De 7 a 15 años la violación revista de un carácter degradante, cause daño a la salud mental o física o por razón de embarazo de la víctima, contagio de enfermedad sexual, entro otros agravantes relacionados.
De 3 a 5 años para quien tenga acceso carnal con una persona de uno u otro sexo, mayor de 14 años y menor de 18, con su consentimiento.

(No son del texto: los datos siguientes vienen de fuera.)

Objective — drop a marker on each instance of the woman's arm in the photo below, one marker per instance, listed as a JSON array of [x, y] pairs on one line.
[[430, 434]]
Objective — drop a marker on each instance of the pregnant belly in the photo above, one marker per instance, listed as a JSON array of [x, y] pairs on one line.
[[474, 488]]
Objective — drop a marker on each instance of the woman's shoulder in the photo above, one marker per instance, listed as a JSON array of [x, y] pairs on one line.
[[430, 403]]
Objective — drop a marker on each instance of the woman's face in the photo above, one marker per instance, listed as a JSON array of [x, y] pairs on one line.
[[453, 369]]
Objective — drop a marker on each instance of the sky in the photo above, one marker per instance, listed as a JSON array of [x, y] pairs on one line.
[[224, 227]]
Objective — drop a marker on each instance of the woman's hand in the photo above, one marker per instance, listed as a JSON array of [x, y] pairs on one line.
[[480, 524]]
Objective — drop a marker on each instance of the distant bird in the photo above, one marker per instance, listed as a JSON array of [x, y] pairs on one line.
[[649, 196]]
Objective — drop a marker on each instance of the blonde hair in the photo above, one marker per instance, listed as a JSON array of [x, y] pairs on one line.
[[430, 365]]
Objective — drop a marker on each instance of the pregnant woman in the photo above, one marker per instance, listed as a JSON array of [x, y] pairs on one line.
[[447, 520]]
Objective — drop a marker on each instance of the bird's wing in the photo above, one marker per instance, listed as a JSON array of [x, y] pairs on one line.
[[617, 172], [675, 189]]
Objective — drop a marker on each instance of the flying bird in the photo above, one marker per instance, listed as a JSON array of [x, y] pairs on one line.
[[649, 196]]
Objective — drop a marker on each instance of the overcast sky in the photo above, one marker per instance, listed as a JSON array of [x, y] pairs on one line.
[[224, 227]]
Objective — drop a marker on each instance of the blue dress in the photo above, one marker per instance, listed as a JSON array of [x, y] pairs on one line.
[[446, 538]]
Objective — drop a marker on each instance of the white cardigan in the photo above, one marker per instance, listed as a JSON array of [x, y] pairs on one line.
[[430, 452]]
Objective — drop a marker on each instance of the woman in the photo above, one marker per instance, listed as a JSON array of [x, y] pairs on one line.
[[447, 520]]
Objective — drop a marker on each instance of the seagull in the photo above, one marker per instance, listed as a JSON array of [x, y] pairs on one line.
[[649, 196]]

De 4 a 8 años de prisión a quien sin finalidad de lograr acceso carnal ejecute actos libidinosos en perjuicio de una persona, mediante violencia o intimidación.
De 5 a 8 años para quien solicite, pague o demande directamente o a través de un tercero a una persona menor de edad para que realice actos de contenido sexual.
De 6 a 10 años para quien mantenga relaciones sexuales remuneradas o gratificado con una persona menor de edad.
De 2 a 4 años a quien solicite favores sexuales valiéndose de superioridad docente o laboral.